Art and desire have been perennial objects of philosophical and theological questioning throughout the history of ideas in the West. Phenomenology in particular has proven itself uniquely equipped to explore these topics with its method of examining human experience. Thinkers such as Maurice Merleau-Ponty, Jean-Françoise Lyotard, Jacques Derrida, Richard Kearney, and David Tracy, as well as those conventionally associated with the so-called theological turn in French phenomenology, such as Michel Henry, Jean-Luc Marion, Jean-Louis Chrétien, and Emmanuel Falque, frequently treat one or another of these topics. However, the relation between art and desire together in the human experience of the divine or Absolute broadly construed goes overlooked in contemporary academic discussions. The question remains: what is the role of the desire of/for God in art and aesthetic experience?

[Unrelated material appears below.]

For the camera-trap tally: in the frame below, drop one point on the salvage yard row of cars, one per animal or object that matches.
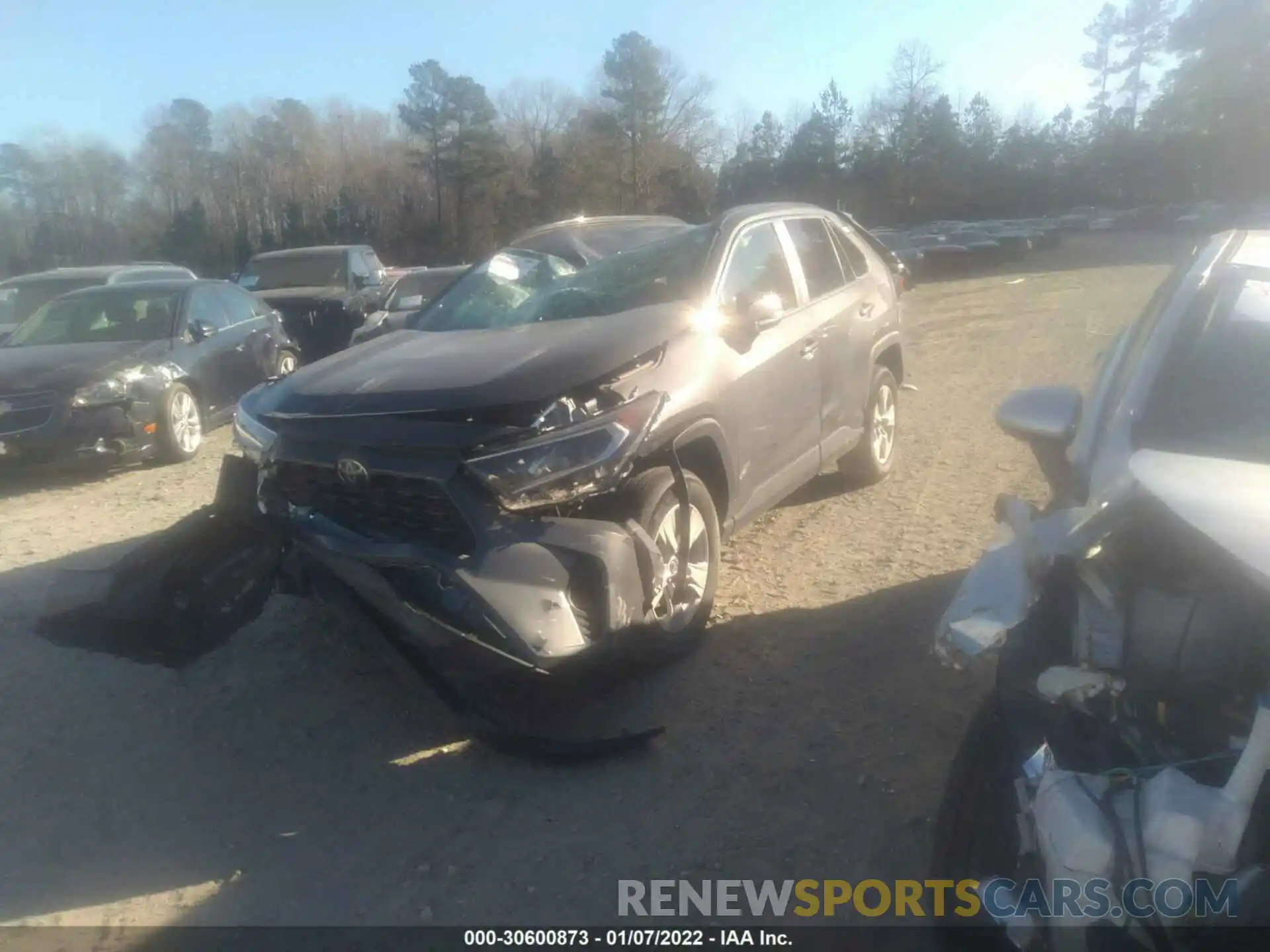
(945, 248)
(1128, 734)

The exigency of broaching this question at the intersection of philosophy, theology, and art became all the more apparent in the diverse reactions to the partial burning of the Notre Dame Cathedral of Paris on April 15–16, 2019, which made manifest the multiple identities that religious art bears in our contemporary world. Both secular humanistic and religious discourses were deployed in the articulation of the importance of the restoration and preservation of the cathedral. Notre Dame de Paris was simultaneously cast as a historical and cultural symbol of the French Republic, a religious monument of both Roman Catholicism and global Christianity, as well as a work of art and human genius displaying the rich depths of humanity itself. While these various identities are not in themselves necessarily at odds with one another, the at times incendiary debates that followed the catastrophe frequently presupposed that they were and are incommensurate. Although the same desire for the restoration and preservation of this work of art united the differing positions, the meaning of traditionally religious art in a predominately secular context came under question. To the central question above, then, is added another: what, if anything, can phenomenological analysis of art, desire, and God shed on the political dimension of the relation between religion and secular culture?
"Art, Desire, and God: Phenomenological Perspectives" will be hosted virtually at the University of Notre Dame on the 2nd and 3rd of October, 2020. Theologians, philosophers, artists and others are invited to contribute to this collaborative and interdisciplinary reflection on the application of phenomenology to the investigation of these themes.